In Requena, a town hall cyberattack disrupted city operations on November 27, blocking servers and all council computers, which halted administrative tasks and processing workflows. Cyber criminals demanded a ransom of 500,000 in bitcoins for the restoration of the computer systems. The incident was reported to the Civil Guard, with the council flatly refusing to pay the ransom.
Ten days later, the problem remained unresolved despite assurances from the city council. The virus was detected, and gradually the server blocks were lifted one by one. Sources from the Requena town hall stated, “We have capable IT staff and workers who understand the issue and are cooperating to restore normal operations.” Cybercrime experts are assessing the entry vector, the timing of the breach, and the potential damage to municipal systems.
Among the affected systems is the payroll processing platform. Last Wednesday, November 30, civil servants could not receive their regular salaries, which are typically paid on the last working day of the month. As a result, workers could only collect a partial advance on their pay, about 50 percent, to date.
Electronic office in Albacete
Municipal sources indicate that most responsibilities can still be performed by staff using the electronic office services linked to the Albacete City Council, which serves municipalities such as Mislata and Quart and remains largely unaffected. Officials must use their personal devices, as the servers storing city data remain isolated from the infected network pending forensic analysis by telematics crime experts.
The attackers left a ransom note with a link requesting payment of more than 500,000 dollars in Bitcoin. In a later statement, the hackers appeared to mock the city’s reluctance to meet the demand, indicating they were satisfied with the amount once more.
Regarding the potential exposure of confidential information from the City Council, authorities pledged to report any findings to the Spanish Data Protection Agency and to comply with all required procedures. The National Cryptology Center (CCN), which specializes in cybersecurity for public institutions, is monitoring the situation and providing guidance on mitigation and recovery.

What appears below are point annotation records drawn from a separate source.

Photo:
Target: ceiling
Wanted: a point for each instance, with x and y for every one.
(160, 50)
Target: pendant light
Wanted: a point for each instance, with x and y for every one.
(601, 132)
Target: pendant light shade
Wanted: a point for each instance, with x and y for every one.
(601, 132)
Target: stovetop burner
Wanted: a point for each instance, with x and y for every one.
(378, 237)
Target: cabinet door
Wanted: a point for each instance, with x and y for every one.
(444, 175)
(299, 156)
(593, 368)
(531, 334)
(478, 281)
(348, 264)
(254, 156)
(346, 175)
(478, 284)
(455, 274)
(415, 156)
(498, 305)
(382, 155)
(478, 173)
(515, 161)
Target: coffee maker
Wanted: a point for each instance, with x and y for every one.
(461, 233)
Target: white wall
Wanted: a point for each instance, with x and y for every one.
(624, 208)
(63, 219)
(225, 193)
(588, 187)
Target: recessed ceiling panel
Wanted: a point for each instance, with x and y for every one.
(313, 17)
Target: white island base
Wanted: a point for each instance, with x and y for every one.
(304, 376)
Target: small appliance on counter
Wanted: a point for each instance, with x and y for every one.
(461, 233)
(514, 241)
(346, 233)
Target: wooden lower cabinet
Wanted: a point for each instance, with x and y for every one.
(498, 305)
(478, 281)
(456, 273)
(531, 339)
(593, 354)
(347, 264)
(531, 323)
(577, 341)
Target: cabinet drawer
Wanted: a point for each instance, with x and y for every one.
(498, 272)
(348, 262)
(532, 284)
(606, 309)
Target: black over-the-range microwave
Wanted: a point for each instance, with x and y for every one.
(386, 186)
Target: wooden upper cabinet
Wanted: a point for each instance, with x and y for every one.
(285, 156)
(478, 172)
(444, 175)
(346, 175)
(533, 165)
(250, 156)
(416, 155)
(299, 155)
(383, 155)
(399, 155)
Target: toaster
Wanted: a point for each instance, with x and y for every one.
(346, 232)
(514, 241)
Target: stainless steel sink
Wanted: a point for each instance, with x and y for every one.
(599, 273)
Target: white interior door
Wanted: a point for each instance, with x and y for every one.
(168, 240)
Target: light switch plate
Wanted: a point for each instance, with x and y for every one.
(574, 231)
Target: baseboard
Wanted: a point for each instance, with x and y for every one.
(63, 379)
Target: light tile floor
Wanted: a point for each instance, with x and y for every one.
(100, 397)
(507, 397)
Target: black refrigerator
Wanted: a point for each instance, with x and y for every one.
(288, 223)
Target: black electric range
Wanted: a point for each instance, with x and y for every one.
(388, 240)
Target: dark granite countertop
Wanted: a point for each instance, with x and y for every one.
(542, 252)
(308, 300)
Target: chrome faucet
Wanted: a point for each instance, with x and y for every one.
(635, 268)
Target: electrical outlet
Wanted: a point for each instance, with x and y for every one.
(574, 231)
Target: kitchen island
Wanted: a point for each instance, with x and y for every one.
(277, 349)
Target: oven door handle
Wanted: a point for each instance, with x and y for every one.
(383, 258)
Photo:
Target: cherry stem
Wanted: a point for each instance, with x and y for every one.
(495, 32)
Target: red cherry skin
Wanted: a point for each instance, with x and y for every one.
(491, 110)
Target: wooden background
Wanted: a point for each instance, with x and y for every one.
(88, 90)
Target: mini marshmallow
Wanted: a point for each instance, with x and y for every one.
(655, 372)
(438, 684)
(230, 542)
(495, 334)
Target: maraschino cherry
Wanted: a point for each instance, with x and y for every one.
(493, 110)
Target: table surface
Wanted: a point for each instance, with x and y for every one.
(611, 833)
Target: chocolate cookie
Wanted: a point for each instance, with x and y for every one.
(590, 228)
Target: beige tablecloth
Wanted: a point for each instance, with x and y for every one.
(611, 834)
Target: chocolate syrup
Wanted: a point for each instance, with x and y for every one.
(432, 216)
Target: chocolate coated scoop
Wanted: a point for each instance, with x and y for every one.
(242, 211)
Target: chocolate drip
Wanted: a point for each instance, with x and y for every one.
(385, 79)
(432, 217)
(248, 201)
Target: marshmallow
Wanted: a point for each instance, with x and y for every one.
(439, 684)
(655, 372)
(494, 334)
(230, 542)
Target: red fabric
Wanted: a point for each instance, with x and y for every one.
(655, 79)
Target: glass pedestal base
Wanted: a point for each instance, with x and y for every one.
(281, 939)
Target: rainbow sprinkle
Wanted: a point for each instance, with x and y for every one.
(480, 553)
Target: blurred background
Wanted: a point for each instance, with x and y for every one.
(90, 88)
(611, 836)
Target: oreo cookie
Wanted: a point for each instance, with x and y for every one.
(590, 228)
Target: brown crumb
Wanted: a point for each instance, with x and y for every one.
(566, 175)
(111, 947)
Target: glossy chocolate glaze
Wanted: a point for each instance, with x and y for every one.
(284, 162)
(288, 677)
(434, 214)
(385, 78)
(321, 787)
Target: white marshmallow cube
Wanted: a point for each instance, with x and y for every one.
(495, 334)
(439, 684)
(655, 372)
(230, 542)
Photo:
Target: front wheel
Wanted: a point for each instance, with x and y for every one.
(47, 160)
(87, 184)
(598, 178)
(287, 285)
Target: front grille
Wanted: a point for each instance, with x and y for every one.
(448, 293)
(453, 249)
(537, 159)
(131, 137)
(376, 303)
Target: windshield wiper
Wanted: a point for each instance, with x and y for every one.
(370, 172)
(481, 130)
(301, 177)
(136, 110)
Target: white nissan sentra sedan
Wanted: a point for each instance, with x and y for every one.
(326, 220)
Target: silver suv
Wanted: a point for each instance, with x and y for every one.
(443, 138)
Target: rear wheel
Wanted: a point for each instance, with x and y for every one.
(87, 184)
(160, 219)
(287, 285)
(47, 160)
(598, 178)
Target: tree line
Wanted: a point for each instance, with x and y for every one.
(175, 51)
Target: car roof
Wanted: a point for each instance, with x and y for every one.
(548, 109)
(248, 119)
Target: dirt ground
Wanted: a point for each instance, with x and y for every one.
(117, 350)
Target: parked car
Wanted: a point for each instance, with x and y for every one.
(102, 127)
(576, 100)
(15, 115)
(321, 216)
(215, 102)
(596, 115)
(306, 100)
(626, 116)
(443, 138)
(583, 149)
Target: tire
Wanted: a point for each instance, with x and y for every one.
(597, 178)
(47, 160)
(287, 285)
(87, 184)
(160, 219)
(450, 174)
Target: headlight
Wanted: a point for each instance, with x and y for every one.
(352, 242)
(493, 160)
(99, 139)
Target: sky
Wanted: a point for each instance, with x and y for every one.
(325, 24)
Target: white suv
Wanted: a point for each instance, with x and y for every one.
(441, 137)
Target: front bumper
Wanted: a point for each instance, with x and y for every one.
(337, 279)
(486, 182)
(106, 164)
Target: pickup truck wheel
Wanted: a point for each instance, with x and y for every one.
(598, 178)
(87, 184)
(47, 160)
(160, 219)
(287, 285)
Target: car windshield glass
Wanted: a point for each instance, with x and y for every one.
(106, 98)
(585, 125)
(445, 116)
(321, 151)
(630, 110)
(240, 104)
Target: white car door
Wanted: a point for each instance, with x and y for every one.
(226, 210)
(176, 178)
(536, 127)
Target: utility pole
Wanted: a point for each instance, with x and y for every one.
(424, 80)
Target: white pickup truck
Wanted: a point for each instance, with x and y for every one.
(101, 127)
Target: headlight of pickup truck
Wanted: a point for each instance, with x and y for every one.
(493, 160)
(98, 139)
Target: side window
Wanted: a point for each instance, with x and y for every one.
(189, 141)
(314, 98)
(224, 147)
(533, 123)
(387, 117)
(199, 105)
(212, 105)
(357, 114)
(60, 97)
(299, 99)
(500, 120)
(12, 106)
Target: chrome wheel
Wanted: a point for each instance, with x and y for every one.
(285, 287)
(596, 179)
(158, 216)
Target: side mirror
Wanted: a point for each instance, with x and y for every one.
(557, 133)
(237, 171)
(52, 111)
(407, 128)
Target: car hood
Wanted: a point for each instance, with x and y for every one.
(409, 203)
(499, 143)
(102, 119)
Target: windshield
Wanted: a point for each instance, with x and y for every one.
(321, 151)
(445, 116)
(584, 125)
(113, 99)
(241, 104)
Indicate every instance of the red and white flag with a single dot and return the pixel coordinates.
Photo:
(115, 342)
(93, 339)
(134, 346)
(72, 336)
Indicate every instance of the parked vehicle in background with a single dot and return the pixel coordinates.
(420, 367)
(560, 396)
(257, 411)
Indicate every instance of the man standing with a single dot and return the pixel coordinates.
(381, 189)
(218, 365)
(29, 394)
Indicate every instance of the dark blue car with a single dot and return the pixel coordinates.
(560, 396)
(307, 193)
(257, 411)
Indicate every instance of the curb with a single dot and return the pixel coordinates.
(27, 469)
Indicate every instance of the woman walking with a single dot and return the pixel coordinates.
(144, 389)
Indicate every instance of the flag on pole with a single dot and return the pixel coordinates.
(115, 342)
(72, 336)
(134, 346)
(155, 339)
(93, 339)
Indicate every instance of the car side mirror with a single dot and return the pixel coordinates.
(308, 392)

Other attacks on Valencia city halls
Cybercriminals have exploited perceived weaknesses in typical municipal security setups, especially in districts where older, unsupported systems remain in use. These intrusions often culminate in ransom demands. While many councils resist paying, some incidents go underreported and seldom lead to prosecutions, according to experts in telematics crime.
Over recent years, municipalities such as Carcaixent, Cheste, and Manises, as well as the port of Castelló, have experienced similar cybersecurity assaults.
In several cases, as seen with the Carcaixent town hall attack in October 2020, attackers used phishing emails opened by municipal employees to deploy Trojan viruses that spread through the network, compromising multiple servers. This underscores the importance of avoiding unknown or suspicious links and ensuring that staff stay vigilant against social engineering.